Sang putri tidak mendengar perkataanya, dia mengeluarkan pedang dan menyerang Futon. Semula jin kejam itu memang berniat menghabisinya. Futon menggunakan kekuatan tenaga dalam untuk membakar tubuh sang putri. Kilatan cahaya api sangat merah dan sangat besar. Dari arah samping, Huson mengangkat pedang bersiap menebas putri. Gerakan Raja untuk melindungi sang putri membuat dia terkena tebasan pedang tepat di lengan kanannya.


“Raja…!” teriak putri menarik jin bersayap itu untuk berlari menghindari keduanya.


Mereka melarikan diri memasuki hutan di dekat lembah sungai jin menaiki perbukitan agar tidak hanyut oleh derasnya banjir. Di situasi yang sulit ini Huson dan Futon tidak memperdulikan curah hujan dan banjir, hasrat melenyapkan pewaris jati jajar adalah tujuan utama mereka. Putri menarik tangan Raja Permadi dan menggiringnya untuk bersembunyi di balik pohon yang besar. Dalam hati sang Raja sangat bahagia bahwa sang putri sudah mulai menerima dirinya. Senyum kemenangan menghiasi bibirnya dengan tawa yang di tahan.


“Putri..” ucap sang Raja melihat tangan sang putri tidak melepaskan tangannya.


Sssttt… desis sang putri menutup mulutnya sambil melotot.


“Putri, kita bersembunyi di tempat yang salah. Engkau melupakan sayap ku yang tidak bisa di tutupi batang pohon ini” kata sang Raja mendekat.


Pipi merah merona putri memperhatikan sayap raksasa Raja Permadi. Dari Kejauhan Huson dan Futon melihat keberadaan mereka. Kini sang Raja yang menggiring putri untuk bersembunyi, Raja menariknya memasuki sebuah gua. Tempat mereka pernah bersama dengan Gangga. Lalu terlintas di pikiran sang Raja jika hewan itu mengetahui keberadaan mereka dan mengikuti sampai kesini yang membuat Huson dan Futon akan mengetahuinya. Pandangan putri berkeliling melihat isi dalam gua.


...💙💙💙...


Kita sudah pernah di tempat ini


Bersama mu terasa tidak sesakit yang terlihat


Tidak seburuk hari yang sekarang tersirat


Kehidupan yang telah kita lewati


Tetap saja kekhawatiran ku masih sama tiada henti


Kamu bunga jiwa di musim salju tetap lah disini dan jangan pergi


...💙💙💙...


Luka di lengan raja mengalirkan darah tiada henti, sang putri yang baru sadar akan luka Raja itu membuat dia kebingungan.
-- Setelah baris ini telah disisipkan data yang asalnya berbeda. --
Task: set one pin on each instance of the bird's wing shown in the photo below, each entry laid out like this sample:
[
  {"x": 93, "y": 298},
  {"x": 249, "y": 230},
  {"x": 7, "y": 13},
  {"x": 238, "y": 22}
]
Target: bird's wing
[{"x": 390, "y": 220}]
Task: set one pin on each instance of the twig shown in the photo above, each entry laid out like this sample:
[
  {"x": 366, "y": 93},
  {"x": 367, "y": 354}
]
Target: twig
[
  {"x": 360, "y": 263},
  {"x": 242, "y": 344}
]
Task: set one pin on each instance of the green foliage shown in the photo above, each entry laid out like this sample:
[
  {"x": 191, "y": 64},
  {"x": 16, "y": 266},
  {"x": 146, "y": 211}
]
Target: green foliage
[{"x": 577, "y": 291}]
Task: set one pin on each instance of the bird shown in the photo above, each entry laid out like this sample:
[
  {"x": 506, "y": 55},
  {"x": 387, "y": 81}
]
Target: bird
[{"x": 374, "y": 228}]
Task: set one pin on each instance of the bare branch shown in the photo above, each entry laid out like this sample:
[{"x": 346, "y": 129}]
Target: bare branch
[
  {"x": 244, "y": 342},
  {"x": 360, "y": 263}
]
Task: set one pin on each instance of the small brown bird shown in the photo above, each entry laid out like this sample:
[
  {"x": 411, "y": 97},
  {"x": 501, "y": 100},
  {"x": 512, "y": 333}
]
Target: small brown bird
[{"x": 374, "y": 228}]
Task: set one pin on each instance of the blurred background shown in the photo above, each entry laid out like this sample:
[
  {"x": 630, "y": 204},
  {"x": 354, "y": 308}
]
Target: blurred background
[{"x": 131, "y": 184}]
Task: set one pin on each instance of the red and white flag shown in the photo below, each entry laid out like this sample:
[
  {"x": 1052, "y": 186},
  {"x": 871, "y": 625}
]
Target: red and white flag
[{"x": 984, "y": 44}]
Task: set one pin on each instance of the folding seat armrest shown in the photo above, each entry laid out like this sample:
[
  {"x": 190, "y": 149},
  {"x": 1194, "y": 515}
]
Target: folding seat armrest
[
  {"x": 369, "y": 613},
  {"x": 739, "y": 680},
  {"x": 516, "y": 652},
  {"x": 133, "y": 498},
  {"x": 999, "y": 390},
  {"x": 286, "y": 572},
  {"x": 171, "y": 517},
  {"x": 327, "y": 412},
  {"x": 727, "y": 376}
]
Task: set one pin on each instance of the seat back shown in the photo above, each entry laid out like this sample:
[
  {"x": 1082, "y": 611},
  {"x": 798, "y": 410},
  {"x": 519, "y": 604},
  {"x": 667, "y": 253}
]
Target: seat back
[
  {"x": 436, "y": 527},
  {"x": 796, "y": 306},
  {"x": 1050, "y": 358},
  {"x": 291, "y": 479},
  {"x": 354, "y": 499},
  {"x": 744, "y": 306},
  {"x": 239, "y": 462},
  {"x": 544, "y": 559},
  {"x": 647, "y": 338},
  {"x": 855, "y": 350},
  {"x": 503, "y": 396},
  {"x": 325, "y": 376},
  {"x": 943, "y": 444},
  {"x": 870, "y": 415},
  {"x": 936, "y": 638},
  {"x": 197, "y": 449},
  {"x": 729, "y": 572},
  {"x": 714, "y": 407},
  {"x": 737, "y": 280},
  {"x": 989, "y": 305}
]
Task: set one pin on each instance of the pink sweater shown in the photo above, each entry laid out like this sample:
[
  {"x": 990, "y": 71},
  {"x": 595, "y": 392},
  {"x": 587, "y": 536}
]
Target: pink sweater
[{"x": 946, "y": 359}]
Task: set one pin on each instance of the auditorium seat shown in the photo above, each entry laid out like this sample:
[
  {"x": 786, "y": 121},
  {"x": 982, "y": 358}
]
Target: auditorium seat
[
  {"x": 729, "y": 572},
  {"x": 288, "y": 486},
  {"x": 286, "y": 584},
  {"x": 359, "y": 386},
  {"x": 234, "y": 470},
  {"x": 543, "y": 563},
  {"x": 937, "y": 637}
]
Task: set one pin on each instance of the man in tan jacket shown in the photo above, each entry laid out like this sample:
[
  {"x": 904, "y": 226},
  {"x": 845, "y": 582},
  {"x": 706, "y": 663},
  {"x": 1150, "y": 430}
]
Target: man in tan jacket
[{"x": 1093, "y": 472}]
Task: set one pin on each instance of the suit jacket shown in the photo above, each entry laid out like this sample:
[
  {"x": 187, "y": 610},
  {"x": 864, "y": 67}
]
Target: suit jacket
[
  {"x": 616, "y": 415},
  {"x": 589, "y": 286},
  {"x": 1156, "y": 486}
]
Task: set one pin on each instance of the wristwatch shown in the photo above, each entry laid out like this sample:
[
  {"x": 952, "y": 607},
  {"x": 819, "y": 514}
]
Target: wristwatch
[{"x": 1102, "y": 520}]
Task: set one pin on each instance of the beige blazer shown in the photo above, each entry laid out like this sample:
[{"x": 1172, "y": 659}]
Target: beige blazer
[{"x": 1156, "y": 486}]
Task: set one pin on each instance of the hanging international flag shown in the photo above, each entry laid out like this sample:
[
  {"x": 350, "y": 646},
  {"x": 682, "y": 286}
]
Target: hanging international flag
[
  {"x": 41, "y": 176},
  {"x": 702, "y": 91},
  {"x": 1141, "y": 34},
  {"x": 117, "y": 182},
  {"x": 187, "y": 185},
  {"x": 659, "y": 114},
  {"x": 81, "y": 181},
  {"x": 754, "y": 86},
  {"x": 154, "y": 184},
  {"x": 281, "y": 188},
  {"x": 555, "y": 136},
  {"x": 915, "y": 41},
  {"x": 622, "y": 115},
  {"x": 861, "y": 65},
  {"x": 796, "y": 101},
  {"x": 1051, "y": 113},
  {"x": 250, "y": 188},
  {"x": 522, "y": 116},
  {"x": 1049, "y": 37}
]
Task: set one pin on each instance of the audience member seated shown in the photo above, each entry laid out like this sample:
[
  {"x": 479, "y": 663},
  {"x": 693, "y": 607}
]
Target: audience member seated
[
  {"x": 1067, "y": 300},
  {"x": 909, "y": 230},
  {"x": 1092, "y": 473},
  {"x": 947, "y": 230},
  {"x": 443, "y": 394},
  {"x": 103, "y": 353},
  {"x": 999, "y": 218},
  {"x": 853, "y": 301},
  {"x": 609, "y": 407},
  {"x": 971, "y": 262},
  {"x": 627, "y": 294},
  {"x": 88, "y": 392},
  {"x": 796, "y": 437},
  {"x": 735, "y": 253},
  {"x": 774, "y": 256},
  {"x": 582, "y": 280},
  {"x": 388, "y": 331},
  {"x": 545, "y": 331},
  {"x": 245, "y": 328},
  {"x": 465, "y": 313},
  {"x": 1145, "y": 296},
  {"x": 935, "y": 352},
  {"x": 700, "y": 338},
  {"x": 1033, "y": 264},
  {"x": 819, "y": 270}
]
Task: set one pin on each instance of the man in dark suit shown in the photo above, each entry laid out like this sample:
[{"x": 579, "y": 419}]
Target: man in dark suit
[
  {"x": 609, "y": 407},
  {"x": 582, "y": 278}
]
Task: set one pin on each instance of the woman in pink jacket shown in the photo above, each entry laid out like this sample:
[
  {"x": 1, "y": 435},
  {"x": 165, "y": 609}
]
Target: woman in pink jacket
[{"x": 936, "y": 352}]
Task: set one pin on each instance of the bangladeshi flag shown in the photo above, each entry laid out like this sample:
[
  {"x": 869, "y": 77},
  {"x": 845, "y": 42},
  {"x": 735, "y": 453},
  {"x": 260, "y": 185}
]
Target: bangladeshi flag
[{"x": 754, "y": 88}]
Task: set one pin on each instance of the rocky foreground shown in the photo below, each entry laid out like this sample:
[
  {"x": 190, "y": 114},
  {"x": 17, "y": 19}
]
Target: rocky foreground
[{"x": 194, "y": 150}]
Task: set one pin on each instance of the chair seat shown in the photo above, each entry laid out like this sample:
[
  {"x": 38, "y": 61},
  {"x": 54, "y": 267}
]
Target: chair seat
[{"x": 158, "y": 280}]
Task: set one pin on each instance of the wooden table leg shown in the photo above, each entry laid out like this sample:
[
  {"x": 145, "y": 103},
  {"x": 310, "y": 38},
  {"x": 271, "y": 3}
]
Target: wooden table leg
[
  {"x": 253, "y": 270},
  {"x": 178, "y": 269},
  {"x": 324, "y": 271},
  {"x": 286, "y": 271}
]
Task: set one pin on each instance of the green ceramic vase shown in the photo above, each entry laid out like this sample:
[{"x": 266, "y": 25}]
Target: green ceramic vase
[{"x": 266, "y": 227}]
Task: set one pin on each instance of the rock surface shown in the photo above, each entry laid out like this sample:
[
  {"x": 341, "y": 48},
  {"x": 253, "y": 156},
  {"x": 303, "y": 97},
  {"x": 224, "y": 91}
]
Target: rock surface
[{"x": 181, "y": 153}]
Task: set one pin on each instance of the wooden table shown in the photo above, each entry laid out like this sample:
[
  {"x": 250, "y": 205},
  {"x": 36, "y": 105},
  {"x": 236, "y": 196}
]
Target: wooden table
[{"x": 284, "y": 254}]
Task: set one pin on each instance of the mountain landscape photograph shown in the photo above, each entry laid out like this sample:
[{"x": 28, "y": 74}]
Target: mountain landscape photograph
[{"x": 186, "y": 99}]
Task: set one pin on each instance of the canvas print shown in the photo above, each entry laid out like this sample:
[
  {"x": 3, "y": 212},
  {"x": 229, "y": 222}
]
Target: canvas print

Putri meraih pedangnya dan merobek ujung gaunnya. Dia mengikat kuat lengan sang Raja berharap luka itu adan berhenti mengalir. Baru saja hari ini mereka bertemu, namun kedekatan keduanya menghilangkan tatapan kebencian sang putri pada Raja. Guntur menggelegar, angin kencang masuk dari atas gua.


Duarrr…


Kilatan bersambung membuat sang putri terkejut secara tidak sadar memeluk sang Raja.


Sayap raksasa sang raja bergerak membungkus tubuh sang putri, keras suara petir belum berhenti. Sampai larut malam sang putri tertidur di pelukan sang Raja. Sambil memperhatikan wajah sang putri yang tertidur, sang Raja mengusap wajah sang putri. Gangga memasuki gua dan terbang menarik baju sang putri. Hal itu membuat putri terbangun dan melepaskan pelukannya.